[WATCH] EU-Turkey agreement to be replicated in Mediterranean – Joseph Muscat

Maltese Prime Minister Joseph Muscat says that the EU will focus on the central Mediterranean in the next leaders' summit to be held in Malta in February 2017, as Malta's insistence that the central Mediterranean was pivotal in the management of the migrant crisis was now acknowledged by other countries

Prime Minister Joseph Muscat says EU leaders recognise importance of central Mediterranean in migrant crisis
Prime Minister Joseph Muscat says EU leaders recognise importance of central Mediterranean in migrant crisis
EU leaders agree central Mediterranean pivotal in migrant crisis - Muscat

The EU’s agreement with Turkey needs to be replicated for the central Mediterranean, which is pivotal to the immigration crisis and to the EU’s dealings with Turkey, according to Maltese Prime Minister Joseph Muscat.

Muscat, who was speaking to the media following discussions with other EU leaders at the European Council summit in Brussels on Thursday, said that the central Mediterranean would be the focus of discussions at the next leaders’ summit, to be held in Malta in February, as Malta’s insistence on the importance of the central Mediterranean was now mainstream among EU leaders.

He said there was a general consensus among the EU heads of state or government present that this issue needed to be addressed urgently.

“If you ask me, the EU needs to acknowledge that the agreement with Turkey needs to be replicated for the central Mediterranean, and therefore member states involved directly in the migration crisis but also transit countries like Nigeria,” he said.

Muscat said the leaders had also agreed that the EU needed to engage Russia to ensure the Minsk agreement is respected by all parties, following cries for the EU to impose sanctions on Russia because of the situation in Aleppo.

EU-Ukraine Association Agreement

Muscat said the EU leaders had also reached an agreement with the Netherlands to allow the bloc to enact an agreement on closer ties with Ukraine.

The deal should allow the EU to show a united front in the face of an increasingly hostile Russia and boost trade and cooperation with an eastern European nation finding it hard to keep out of Moscow's sphere of influence.

The EU-Ukraine association agreement looked like a done deal until the Dutch government was forced into a referendum on it early this year. The rejection had left the EU in a bind since it needs unanimity.

The leaders agreed on Thursday that, while aiming to establish a close and lasting relationship between the the EU and Ukraine based on common values, the agreement would not confer on Ukraine the status of a candidate country for accession to the Union, nor will it constitute a commitment to confer such status to Ukraine in the future.

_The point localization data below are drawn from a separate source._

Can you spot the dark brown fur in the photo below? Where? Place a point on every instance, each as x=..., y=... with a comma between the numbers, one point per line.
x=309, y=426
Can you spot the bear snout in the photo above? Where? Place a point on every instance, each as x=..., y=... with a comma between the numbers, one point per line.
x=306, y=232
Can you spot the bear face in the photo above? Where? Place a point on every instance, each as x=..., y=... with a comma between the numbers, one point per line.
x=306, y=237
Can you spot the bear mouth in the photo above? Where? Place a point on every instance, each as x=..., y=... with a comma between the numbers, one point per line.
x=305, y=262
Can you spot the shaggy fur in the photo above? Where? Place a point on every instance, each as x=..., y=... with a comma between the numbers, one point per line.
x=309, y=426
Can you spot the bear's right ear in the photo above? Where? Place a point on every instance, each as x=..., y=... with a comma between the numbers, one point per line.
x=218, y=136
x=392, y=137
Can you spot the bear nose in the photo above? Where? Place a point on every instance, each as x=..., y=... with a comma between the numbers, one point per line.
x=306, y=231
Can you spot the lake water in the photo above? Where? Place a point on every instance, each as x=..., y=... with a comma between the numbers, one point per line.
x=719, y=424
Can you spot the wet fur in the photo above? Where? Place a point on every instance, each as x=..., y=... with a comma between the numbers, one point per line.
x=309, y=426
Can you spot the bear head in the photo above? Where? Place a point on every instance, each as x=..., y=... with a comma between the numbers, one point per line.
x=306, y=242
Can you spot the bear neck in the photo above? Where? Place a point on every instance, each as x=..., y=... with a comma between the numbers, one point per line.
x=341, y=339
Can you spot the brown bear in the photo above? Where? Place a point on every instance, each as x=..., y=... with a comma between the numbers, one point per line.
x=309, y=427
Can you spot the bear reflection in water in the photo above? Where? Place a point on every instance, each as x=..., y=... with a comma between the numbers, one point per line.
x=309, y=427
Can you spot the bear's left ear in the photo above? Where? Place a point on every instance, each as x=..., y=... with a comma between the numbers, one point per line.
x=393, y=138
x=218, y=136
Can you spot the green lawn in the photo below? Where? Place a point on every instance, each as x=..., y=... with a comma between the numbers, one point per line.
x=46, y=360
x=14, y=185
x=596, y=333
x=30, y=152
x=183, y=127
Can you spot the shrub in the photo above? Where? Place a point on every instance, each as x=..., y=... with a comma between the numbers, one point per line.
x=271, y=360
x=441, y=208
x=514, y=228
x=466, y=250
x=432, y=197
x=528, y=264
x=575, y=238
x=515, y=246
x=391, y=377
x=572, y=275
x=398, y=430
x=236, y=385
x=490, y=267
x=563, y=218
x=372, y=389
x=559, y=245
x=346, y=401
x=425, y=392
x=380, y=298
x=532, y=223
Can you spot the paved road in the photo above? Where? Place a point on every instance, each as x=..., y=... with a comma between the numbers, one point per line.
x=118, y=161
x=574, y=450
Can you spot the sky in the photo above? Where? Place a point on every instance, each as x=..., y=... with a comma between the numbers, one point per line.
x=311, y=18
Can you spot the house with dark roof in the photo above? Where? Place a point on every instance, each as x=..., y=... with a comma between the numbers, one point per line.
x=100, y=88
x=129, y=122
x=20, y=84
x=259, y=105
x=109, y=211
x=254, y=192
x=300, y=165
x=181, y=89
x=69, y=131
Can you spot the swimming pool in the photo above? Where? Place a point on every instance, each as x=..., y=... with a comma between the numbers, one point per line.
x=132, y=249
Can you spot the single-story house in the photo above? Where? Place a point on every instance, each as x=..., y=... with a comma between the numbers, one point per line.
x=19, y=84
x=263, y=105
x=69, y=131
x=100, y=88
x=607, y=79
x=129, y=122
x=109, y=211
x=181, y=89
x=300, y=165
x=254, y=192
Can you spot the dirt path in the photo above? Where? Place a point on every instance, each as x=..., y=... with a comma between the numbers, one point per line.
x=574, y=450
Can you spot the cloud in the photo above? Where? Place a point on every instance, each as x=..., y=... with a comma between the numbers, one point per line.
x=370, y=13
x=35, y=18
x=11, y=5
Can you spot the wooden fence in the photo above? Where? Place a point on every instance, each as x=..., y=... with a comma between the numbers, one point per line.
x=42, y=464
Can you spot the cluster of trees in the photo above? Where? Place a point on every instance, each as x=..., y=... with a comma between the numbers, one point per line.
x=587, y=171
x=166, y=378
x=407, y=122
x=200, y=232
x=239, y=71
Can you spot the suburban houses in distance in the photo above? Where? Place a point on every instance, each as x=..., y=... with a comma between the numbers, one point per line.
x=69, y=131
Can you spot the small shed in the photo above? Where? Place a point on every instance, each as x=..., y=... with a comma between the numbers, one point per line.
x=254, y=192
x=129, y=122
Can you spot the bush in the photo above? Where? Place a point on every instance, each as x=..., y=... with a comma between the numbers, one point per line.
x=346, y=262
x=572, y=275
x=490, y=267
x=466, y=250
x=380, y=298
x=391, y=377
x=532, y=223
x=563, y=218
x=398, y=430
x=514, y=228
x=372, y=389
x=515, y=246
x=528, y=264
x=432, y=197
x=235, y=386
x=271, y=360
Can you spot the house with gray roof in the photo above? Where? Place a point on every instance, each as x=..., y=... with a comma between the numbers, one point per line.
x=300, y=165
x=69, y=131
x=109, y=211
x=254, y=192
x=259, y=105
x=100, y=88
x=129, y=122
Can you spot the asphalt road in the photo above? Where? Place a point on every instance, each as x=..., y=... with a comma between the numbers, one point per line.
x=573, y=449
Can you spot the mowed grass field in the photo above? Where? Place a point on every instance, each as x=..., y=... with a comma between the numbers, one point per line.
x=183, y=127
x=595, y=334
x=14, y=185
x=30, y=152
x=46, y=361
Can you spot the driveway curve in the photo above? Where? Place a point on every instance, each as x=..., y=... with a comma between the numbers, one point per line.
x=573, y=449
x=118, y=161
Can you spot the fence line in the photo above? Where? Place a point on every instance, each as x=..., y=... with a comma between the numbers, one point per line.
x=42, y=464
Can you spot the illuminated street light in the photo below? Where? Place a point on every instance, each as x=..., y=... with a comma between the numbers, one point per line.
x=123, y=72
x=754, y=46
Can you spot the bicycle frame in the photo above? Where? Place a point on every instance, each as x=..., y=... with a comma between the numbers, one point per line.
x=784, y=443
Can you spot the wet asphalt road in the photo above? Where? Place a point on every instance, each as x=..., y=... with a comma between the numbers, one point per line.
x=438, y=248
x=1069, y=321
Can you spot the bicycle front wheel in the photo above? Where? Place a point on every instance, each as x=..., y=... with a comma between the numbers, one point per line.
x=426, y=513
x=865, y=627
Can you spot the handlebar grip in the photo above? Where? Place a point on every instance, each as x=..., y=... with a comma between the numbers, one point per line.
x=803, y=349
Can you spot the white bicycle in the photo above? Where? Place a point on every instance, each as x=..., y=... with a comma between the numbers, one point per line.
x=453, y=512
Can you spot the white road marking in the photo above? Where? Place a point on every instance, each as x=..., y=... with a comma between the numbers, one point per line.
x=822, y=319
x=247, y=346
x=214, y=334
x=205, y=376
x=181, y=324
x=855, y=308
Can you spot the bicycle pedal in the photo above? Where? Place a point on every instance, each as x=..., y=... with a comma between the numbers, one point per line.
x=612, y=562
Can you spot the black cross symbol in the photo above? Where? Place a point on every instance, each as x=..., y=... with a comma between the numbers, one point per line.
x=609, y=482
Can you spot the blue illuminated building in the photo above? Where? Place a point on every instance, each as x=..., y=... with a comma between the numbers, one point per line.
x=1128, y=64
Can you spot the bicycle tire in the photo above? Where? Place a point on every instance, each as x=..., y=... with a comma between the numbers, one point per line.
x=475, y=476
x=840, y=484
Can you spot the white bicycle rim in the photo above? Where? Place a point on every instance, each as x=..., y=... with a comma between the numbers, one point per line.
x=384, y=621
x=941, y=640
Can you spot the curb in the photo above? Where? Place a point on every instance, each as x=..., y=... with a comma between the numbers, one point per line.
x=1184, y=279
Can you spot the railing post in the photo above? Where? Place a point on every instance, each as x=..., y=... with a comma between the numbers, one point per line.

The agreement reaffirmed cooperation with Ukraine in the fields of security, notably with regard to conflict prevention, crisis management and non-proliferation of weapons of mass destruction.

It does not contain an obligation for the EU or individual member states to provide collective security guarantees or other military aid or assistance to Ukraine.

The agreement reached does not grant Ukrainian nationals or Union citizens, respectively, the right to reside and work freely within the territory of the member states or Ukraine.

The EU reiterated its commitment to support the reform process in Ukraine, but the agreement does not require additional financial support to Ukraine, nor does it change each member state’s exclusive right to determine the nature and volume of its bilateral financial support.

Respect for democratic principles, human rights and fundamental freedoms and respect for the principle of the rule of law are essential elements of the agreement.